Flinging the curtain that separated the dressing rooms from the store, Kagome rushed through the threshold, completely unaware that she was still wearing the dress. Inuyasha was right on her heels, but froze as if time itself had stopped the second they could see the lynx-youkai. Her hair had unraveled from the French-braid she had pinned so elegantly on top of her head as her eyes flashed green fire, her lips pulled back to reveal teeth in a predator's snarl. And dangling from her hands, with his feet five inches off the ground and her claws poised dangerously at his throat, was...

"Miroku?" Inuyasha roared disbelievingly.

Metsuki turned a burning gaze upon him. "You know this pervert, Takahashi-sama?" Her tone obviously implied that if Inuyasha knew the lecher of a monk, he had to be as depraved as Miroku.

Inuyasha bristled at the implication, but stayed his voice as Kagome next to him exclaimed anxiously. "Could you please release him, Metsu-chan? I don't think that color is healthy."

The lynx-youkai growled and dropped the monk's flailing form unceremoniously onto the ground when she realized - after Kagome's comment - that Miroku's face was indeed turning purple.

"Do you know that this idiot did?" She cried, shooting a venomous look at the hapless man gasping at her feet. "He groped me!"
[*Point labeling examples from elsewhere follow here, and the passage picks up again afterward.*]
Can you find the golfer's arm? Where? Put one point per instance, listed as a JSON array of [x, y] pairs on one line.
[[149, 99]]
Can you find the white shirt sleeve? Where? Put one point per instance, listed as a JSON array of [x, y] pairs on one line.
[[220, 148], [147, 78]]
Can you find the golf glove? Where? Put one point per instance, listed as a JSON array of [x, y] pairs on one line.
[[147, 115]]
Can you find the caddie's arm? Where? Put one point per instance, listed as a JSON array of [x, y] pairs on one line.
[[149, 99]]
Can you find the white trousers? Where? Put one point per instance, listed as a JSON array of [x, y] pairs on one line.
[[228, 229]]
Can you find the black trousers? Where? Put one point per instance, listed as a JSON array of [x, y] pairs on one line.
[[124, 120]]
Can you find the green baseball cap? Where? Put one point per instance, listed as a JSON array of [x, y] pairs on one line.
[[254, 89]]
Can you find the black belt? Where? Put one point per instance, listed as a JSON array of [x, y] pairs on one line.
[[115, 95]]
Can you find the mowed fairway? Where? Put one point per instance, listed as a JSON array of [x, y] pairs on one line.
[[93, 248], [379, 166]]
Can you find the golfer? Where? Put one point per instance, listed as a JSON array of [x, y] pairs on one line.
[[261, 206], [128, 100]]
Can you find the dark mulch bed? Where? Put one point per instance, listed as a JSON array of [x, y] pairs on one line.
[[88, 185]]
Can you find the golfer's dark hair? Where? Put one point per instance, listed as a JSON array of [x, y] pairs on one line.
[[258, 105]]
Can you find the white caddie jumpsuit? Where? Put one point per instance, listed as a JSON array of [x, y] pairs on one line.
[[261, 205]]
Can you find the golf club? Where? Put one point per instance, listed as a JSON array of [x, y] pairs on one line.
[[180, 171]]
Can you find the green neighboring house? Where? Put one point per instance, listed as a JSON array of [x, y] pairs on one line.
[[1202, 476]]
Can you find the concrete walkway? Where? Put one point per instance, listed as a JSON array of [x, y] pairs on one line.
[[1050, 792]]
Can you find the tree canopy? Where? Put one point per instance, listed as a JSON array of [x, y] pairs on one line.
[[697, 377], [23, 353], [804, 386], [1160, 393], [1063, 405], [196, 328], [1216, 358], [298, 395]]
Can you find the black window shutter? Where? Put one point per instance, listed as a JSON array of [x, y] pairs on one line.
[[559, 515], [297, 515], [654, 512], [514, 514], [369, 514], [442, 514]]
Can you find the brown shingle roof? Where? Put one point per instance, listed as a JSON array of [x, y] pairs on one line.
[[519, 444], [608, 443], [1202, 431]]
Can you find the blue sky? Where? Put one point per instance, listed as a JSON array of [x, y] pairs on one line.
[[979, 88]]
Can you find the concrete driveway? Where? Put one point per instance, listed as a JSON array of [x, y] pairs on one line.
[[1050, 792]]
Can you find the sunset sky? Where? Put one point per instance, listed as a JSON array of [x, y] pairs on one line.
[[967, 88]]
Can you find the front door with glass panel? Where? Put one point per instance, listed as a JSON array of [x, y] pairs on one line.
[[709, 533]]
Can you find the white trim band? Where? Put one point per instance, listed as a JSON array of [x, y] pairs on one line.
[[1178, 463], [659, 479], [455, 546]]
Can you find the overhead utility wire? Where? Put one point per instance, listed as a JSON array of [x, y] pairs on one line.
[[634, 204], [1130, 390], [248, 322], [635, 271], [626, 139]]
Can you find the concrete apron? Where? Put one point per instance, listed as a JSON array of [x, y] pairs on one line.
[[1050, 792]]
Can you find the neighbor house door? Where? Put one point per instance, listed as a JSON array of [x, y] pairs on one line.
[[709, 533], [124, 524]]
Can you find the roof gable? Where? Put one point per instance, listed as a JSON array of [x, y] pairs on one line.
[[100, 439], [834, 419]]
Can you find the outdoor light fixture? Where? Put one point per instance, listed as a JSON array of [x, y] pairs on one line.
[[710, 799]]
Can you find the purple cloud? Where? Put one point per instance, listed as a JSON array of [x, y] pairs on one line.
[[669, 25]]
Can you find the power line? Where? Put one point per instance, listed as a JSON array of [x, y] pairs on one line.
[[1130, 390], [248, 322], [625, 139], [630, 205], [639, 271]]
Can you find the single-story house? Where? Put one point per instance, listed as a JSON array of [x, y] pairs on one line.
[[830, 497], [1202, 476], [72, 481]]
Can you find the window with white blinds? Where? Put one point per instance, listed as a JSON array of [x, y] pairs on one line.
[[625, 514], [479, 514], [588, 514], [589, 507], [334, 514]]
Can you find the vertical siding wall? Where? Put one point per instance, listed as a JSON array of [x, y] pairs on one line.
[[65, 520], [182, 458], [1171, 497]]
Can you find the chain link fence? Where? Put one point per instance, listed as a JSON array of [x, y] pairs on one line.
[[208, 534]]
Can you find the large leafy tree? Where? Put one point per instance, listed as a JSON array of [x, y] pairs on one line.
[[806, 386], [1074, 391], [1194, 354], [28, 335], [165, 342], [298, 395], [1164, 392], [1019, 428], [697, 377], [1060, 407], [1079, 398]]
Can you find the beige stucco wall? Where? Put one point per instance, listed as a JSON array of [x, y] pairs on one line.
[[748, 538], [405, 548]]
Inuyasha sighed, and muttered to himself, "Why am I not surprised?"

Kagome echoed his sign, running a hand shakily through her hair. "Was he the reason you screamed earlier?"

Metsuki gave a curt nod, still glaring daggers at the monk.

Walking forward, Kagome sought to assist Miroku in standing up. "You didn't have to try to kill him." She began but became as still as a stature as she felt a hand stroking her bottom lovingly. Barely biting back her own scream, she viciously slammed Miroku's head back onto the hard tiles, stumbled backwards, and fell into Inuyasha's arms. "On second thought, I was wrong!"

Still growling, she shrieked "Kill him!"

Inuyasha reacted faster than Metsuki, and in uncharacteristic act of kindness, flung Miroku one-handed through the double doors and hopefully out of the reach of the pair of enraged females.

"Wait!" Metsuki suddenly protested. "He hasn't paid yet!"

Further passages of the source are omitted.